DTI can evaluate any structure whose internal fibers are anisotropic, including muscle. DTI assesses neurological conditions in several ways. The diffusion tensor, which mathematically models diffusion in 3D, elicits measurements of relative and fractional anisotropy (FA) in MS and AIDS, and anisotropy imaging looks at alterations in the aging brain.

In recent clinical investigations, reductions in anisotropy have been seen in areas of brain and spinal cord that have been subjected to traumatic injury and in psychiatric conditions such as schizophrenia and depression. A pair of studies reported at the 2007 annual meeting of the RSNA relate findings on DTI with the site and degree of impairment following traumatic neurological injury.
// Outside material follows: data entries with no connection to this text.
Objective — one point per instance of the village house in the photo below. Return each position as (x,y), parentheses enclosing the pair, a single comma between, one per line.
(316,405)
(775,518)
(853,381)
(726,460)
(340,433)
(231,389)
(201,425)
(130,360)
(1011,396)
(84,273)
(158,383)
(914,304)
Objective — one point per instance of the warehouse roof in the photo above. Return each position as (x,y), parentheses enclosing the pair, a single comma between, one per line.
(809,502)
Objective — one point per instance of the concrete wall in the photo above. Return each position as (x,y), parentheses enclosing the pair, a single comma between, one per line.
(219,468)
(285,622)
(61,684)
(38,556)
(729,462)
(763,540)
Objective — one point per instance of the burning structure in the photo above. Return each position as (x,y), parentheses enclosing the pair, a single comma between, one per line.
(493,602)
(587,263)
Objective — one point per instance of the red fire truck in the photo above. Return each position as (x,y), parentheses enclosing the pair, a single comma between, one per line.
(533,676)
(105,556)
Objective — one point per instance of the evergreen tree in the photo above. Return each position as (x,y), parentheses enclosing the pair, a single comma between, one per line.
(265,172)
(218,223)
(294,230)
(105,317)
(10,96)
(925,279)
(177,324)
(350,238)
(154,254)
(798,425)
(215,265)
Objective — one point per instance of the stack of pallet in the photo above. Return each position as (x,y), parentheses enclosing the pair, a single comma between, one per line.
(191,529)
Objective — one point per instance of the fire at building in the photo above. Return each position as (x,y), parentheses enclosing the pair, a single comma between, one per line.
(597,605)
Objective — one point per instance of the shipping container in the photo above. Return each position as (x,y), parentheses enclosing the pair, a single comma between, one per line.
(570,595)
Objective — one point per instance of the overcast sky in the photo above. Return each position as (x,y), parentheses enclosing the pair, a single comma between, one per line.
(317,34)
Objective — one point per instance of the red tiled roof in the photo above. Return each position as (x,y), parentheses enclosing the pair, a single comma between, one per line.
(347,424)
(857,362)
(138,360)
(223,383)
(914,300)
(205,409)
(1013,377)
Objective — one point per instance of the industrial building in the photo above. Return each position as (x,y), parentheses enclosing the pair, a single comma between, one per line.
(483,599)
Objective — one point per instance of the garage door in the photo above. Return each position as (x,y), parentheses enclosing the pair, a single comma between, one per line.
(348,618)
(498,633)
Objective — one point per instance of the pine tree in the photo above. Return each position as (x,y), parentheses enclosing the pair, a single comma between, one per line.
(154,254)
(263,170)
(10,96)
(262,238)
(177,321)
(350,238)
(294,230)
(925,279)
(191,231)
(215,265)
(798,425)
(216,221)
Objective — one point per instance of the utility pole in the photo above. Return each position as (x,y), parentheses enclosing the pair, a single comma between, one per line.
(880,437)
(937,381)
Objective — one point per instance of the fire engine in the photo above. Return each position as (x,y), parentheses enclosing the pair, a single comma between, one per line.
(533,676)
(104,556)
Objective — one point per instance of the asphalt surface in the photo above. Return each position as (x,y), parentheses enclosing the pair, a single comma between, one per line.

In one study, from the University of Maryland Medical Center, DTI parameters were significantly decreased at all sites of spinal cord injury, and the most pronounced reductions occurred in patients who had hemorrhagic cord contusion. DTI differed even in patients who exhibited no signs of contusion on conventional MR scans. The research compared imaging results from 50 patients who had neck trauma and 11 normal volunteers.

In the other study, from the Walter Reed Army Institute of Research, in Bethesda, MD, DTI detected cerebral compromise following mild traumatic brain injury that remained hidden on standard anatomical MRI. The study evaluated imaging examinations performed on 11 soldiers who had sustained mild traumatic brain injury while serving in Iraq. At three-month follow-up, FA was lower than baseline values in four soldiers who also had signs of deteriorating attention span, executive function, and memory on standardized neuropsychological tests. However, FA was higher in seven soldiers whose neuropsychological function improved.

A preliminary study from the People's Republic of China suggests that DTI may identify an abnormality in the microstructure of white matter in patients who fail to respond to drug treatment for depression. FA was significantly lower in frontal white matter in nine patients with major depression who did not respond following eight weeks of therapy with a selective serotonin-reuptake inhibitor.